Evergreen forest cover down to 10% in Western Ghats

Evergreen forest cover down to 10% in Western Ghats

Map showing depleting evergreen forest cover in Western Ghats.

Unplanned developmental activities have triggered a dramatic fall in the Western Ghats' evergreen forest cover in protected areas - dropping to a mere 11% between 1985-2018, a new study has revealed.

If left unchecked, this will further drop to 10% by 2029 with agriculture (17%), plantations (40%) and built-up area (5%) making up the rest, showed a simulation study as part of a paper on "Carbon Sequestration Potential of the Forest Ecosystems in the Western Ghats."

The paper is authored by Dr T V Ramachandra from Centre for Ecological Studies, Indian Institute of Science (IISc) and Setturu Bharath from the Centre for Sustainable Technologies (ASTRA).

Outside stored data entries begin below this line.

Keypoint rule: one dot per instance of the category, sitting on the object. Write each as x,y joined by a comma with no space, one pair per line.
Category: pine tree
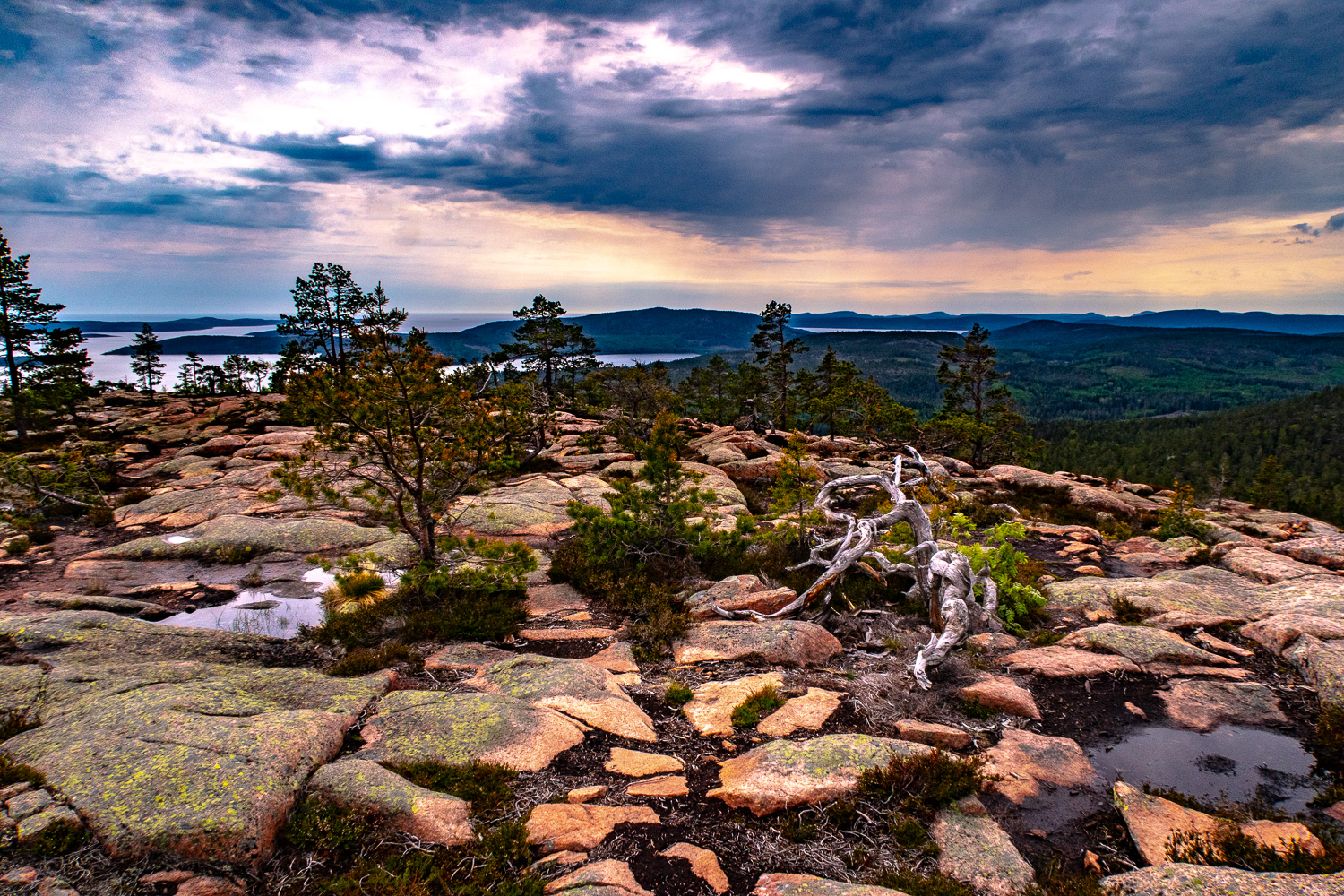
327,314
23,328
774,352
147,359
978,410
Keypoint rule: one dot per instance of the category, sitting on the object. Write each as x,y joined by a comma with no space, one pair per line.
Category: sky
889,158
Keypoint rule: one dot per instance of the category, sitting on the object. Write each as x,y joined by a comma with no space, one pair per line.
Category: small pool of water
1242,764
254,613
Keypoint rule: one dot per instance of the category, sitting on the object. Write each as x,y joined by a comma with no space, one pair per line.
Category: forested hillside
1304,435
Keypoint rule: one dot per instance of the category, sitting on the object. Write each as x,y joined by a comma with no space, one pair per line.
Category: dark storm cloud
1007,121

The deforestation trend and land-use changes will have a deep impact on the climate, triggering higher instances of flooding and drought and rising temperature. Already, rainy days have reduced in Kerala and Tamil Nadu while showing an increase in Maharashtra. Besides, “the regions in 8–12 latitude are experiencing an increase of 0.5– 1C mean temperature."

The reduction in rainfall and increase in temperature (dryness) can affect carbon stock in the region. "The farmers of peninsular India would face the threat of food security with erratic monsoon and lack of water,” noted the study, published in Natural Resources Research.

The remedial measures proposed are these: Immediate implementation of carbon capture (with afforestation of degraded landscapes with native species, regulations of LULC changes) and de-carbonization (through large-scale implementation of renewable and sustainable energy alternatives).

This should be executed through stringent norms toward (i) protection of ecologically fragile regions, (ii) dis-incentives for continued higher emissions based on polluter pays principle and (iii) incentives for reduced emission.

The Western Ghats forests store 1.23 MGg of carbon (both above-ground biomass and soil). The annual increment of 37,507.3 Gg highlights the role of forests in lowering carbon at the regional level, the study said.

On the change in rainfall pattern, the study elaborates: "Across the agro-climatic zones at 1 degree latitude, Ghats and the transition zones in the south (Kerala, Tamil Nadu) show a decrease in rainfall ranging between 40 and 650 mm in the century with a decline of rainy days of 5–10 days.”

In contrast, the north (Maharashtra, Gujarat) showed increasing trends of rainfall ranging from 120 to 430 mm and rainy days by 3–6 days at Ghats and transition zones between Ghats and plains. Similar trend analyses of temperature show an increasing trend in temperatures all across the Western Ghats.